No Liber 888, diz Crowley:

Minha única desculpa é que tenho uma qualificação muito especial, a saber, um conhecimento da Bíblia tão profundamente enraizado que dificilmente parecerá injusto dizer que formou todo o alicerce da minha mente.

E ainda, no Liber 888:

Por outro lado, se o Novo Testamento for o documento composto que se afirma neste ensaio, sou o mais verdadeiro de todos os cristãos. Concordo com praticamente todas as palavras atribuídas ao Yogi Jesus, e quase todas as palavras do Essênio.
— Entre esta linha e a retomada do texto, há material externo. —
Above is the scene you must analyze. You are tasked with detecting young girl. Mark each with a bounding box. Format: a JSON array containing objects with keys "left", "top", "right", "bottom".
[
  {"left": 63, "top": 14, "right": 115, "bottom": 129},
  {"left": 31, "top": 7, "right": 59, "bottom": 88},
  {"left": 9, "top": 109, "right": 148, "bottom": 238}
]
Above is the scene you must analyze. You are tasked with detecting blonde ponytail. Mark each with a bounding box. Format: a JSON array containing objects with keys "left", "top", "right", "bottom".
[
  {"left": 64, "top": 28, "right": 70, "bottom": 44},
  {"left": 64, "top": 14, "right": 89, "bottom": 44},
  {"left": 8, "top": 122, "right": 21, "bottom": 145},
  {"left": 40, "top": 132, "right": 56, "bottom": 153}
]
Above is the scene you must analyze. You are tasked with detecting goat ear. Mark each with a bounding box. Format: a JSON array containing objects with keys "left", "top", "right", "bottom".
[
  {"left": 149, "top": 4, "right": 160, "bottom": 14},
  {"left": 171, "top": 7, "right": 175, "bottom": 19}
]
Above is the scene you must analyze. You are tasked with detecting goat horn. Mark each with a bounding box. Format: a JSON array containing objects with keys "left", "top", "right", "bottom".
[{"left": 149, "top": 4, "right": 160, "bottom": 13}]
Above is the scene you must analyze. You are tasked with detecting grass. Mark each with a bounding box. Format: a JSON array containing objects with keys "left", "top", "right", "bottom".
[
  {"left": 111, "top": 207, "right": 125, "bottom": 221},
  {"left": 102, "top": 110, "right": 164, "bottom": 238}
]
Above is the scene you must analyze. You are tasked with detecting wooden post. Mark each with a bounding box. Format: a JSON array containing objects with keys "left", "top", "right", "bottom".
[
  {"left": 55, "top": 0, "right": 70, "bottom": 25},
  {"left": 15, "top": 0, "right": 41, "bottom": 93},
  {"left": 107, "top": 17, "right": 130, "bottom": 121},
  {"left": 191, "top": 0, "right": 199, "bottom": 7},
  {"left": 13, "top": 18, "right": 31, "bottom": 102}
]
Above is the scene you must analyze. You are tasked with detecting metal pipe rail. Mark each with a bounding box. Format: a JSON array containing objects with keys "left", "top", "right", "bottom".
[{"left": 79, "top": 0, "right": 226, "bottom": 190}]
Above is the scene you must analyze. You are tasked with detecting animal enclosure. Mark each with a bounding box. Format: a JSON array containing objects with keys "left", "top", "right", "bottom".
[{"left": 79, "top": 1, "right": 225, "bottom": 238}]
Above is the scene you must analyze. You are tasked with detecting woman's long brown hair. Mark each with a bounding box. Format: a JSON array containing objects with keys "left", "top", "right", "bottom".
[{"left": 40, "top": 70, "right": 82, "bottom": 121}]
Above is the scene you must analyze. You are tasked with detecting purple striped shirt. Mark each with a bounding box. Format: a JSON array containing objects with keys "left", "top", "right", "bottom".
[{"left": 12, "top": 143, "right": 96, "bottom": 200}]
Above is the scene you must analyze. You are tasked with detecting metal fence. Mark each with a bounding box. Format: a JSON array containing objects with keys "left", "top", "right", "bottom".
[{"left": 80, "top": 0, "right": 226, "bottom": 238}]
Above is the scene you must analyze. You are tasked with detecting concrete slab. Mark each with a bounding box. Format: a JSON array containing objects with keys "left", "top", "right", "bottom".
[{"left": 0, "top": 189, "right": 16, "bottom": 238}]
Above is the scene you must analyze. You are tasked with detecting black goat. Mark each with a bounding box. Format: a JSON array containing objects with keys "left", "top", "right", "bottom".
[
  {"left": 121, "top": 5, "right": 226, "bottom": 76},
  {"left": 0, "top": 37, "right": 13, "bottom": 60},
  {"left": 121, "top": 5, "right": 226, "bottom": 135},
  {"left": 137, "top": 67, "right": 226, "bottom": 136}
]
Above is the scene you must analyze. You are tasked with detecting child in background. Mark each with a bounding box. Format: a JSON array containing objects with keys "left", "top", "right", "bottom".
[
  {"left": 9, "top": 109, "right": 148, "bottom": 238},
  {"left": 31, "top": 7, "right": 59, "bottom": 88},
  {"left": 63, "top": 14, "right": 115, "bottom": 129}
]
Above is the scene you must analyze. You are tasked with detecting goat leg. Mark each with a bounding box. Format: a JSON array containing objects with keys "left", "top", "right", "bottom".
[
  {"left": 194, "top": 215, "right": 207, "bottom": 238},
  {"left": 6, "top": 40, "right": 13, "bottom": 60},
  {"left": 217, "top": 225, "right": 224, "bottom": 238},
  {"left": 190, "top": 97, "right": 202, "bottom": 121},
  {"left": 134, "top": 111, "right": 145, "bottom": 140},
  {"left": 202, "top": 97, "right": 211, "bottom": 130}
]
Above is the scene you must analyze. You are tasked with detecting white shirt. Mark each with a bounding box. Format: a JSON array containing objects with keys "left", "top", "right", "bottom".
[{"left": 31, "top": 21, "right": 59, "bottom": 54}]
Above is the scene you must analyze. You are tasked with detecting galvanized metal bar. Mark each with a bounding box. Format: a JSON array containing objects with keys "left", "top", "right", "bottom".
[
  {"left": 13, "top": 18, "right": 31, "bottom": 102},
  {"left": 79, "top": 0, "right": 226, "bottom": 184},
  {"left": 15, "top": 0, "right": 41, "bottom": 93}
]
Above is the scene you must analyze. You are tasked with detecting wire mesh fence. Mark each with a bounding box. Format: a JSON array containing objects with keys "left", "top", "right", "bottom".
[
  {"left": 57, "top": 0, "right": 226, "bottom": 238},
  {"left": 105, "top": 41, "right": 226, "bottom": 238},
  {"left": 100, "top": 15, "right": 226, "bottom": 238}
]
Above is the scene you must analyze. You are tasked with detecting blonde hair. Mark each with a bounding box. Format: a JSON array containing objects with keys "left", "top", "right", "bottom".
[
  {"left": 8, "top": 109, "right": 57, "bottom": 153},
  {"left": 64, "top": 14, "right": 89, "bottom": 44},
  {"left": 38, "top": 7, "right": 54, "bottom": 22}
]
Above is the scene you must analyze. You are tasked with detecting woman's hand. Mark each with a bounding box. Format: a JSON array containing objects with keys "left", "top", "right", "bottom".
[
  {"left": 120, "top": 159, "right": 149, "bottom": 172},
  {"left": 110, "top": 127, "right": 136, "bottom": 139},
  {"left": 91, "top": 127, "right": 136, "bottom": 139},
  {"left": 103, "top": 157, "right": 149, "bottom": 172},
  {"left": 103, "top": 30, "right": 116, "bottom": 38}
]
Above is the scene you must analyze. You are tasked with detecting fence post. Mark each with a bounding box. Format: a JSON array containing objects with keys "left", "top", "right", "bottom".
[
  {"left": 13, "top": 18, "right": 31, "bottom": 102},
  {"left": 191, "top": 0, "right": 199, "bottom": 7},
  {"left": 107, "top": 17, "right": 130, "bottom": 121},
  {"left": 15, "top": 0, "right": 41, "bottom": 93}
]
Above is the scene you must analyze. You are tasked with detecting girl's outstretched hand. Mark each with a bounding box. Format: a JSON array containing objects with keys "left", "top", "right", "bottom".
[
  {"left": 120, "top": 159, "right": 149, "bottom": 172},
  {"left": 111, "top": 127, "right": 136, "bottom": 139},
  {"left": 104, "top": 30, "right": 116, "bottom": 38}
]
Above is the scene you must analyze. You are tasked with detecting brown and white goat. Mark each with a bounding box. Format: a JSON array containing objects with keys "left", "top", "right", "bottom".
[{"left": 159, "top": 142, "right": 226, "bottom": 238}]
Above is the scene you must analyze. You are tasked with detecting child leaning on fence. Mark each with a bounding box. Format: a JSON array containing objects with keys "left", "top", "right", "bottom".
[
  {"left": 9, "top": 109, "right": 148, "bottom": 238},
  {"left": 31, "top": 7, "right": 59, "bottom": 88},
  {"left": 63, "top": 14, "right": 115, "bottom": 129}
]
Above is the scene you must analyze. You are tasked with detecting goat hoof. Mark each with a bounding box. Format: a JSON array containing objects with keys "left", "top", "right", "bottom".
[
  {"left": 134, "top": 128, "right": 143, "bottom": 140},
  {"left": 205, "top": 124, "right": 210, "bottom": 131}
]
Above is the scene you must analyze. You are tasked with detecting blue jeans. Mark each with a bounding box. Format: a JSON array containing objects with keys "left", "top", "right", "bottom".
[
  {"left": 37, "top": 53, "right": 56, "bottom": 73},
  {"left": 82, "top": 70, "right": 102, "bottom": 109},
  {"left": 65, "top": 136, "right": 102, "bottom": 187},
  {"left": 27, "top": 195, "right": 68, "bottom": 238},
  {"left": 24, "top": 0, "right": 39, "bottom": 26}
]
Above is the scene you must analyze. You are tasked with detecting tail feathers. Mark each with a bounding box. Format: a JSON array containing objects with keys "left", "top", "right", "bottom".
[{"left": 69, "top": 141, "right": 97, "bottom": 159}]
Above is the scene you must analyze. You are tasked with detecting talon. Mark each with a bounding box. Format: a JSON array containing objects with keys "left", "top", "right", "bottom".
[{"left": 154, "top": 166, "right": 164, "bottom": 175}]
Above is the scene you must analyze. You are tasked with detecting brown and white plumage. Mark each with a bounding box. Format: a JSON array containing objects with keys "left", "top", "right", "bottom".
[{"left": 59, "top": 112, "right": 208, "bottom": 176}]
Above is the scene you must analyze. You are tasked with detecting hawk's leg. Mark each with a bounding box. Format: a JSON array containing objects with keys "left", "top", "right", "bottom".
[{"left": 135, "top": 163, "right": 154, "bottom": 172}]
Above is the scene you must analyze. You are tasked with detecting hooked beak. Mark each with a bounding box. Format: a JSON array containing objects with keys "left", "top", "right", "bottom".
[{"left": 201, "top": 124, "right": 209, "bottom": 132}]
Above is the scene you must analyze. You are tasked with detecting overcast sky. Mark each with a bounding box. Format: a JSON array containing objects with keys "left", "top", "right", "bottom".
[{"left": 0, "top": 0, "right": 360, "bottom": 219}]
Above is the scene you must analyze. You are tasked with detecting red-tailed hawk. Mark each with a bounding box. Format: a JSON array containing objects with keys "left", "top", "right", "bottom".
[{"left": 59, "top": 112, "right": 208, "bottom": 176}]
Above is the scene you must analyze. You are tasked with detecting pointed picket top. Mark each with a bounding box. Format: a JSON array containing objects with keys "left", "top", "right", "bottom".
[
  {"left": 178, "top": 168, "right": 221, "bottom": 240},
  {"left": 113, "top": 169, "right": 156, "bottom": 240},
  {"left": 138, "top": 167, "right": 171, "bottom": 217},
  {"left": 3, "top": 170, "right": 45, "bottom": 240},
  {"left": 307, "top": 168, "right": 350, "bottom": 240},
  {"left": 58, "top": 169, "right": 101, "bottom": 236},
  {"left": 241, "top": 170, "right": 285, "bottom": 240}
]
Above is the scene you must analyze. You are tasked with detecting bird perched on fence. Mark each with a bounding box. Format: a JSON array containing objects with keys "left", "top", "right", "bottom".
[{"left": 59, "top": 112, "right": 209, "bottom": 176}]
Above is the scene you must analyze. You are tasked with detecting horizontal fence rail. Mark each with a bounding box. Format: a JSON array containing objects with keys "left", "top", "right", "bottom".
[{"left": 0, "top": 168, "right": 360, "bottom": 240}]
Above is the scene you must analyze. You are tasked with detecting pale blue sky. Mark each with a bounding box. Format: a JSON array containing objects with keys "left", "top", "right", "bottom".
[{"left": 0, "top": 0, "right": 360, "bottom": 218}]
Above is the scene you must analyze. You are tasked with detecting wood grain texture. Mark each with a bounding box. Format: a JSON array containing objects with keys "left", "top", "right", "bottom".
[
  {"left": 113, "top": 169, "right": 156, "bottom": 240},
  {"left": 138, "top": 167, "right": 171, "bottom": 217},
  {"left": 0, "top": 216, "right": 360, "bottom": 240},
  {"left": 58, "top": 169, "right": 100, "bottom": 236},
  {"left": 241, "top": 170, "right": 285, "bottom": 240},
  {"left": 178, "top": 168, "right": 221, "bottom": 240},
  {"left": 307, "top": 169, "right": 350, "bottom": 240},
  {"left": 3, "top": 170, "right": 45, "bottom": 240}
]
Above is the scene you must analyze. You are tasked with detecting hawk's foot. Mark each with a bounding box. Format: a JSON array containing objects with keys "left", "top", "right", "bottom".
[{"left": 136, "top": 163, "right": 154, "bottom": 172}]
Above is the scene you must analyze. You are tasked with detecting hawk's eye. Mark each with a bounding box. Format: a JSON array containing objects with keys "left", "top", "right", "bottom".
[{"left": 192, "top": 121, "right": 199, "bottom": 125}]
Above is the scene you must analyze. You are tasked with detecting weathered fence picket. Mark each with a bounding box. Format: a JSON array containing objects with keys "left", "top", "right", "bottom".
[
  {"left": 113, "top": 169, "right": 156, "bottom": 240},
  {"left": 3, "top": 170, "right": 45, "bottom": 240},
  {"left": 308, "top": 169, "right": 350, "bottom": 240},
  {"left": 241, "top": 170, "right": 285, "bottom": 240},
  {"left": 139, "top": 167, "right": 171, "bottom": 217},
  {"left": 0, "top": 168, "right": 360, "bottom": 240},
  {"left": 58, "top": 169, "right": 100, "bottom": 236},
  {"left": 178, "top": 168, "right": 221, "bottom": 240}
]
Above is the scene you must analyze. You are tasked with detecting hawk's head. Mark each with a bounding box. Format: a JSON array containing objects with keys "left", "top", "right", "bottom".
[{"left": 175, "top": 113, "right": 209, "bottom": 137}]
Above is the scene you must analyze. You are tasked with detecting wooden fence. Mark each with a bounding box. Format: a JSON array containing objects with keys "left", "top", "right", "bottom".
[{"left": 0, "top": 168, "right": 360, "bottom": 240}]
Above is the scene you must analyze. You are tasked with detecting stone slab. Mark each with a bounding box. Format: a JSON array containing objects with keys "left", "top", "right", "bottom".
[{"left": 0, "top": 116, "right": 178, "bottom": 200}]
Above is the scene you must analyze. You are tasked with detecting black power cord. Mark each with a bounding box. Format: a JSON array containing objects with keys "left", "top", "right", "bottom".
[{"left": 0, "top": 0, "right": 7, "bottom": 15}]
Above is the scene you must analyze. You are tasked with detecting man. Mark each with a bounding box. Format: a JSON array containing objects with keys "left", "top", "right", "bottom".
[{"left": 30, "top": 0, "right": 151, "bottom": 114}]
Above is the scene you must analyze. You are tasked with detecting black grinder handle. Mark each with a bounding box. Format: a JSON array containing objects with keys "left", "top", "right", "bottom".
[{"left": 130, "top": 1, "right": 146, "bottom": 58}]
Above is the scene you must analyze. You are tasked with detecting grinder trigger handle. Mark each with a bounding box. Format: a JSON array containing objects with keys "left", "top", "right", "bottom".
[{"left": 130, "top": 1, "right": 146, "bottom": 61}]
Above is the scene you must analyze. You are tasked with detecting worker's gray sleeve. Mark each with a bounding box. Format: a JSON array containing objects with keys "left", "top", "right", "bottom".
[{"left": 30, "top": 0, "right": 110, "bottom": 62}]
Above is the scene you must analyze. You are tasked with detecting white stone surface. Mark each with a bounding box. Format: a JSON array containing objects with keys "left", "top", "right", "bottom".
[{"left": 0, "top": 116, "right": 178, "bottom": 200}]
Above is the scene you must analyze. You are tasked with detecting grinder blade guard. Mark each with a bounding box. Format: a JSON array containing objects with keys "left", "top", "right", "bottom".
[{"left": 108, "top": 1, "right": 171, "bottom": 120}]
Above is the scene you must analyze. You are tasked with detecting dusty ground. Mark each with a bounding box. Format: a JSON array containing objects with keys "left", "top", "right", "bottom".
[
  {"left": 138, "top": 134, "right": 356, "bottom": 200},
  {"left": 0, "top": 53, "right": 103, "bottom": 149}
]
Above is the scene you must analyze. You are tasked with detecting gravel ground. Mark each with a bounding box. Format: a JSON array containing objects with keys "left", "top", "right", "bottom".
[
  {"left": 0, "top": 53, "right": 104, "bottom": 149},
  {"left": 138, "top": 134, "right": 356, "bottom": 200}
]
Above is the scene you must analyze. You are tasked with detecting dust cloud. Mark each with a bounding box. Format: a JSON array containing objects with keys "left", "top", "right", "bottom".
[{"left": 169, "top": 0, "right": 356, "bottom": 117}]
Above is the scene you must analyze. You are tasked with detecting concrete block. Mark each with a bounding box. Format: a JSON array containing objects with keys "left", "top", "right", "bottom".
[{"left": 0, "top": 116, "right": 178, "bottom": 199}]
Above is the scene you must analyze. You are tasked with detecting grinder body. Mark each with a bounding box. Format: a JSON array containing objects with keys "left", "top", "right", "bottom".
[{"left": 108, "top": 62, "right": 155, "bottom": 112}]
É verdade que rejeito o Salvadorismo, e o elemento judaico das profecias cumpridas, e o louvor à Lei de Moisés; mas confio humildemente que qualquer deficiência nesses aspectos possa ser mais do que compensada por uma superabundância em outro. Pois não só considero o culto de John Barleycorn a única religião verdadeira, como restabeleci sua adoração; nos últimos três anos, filiais da minha organização surgiram em todo o mundo para celebrar o antigo rito. Que assim seja.

Sobre a Missa Gnostica, no Equinócio Vol III edição de 1919, em seu Prospectus, Crowley diz:

Liber XV. de acordo com a Igreja Católica Gnóstica, que representa o cristianismo pré-cristão original e verdadeiro.

Assim, eu, particularmente, creio que Crowley seja um verdadeiro erudito, grande conhecedor dos textos, das experiências, dos fenômenos religiosos e espirituais e um genuíno reformador — com inspiração profundamente cristã (no sentido real do termo). Então sim, para mim, há sinais discretos em sua obra de que ele rende homenagem ao cristianismo verdadeiro (seja lá o que isso for), o melhora e o retifica para o Novo Aeon. É um arauto e profeta verdadeiro da transvaloração nietzscheana e, por mais improvável que isto seja, valendo-se das armas de Santo Agostinho.

Será Agostinho um santo gnóstico algum dia?

Amor é a lei, amor sob vontade.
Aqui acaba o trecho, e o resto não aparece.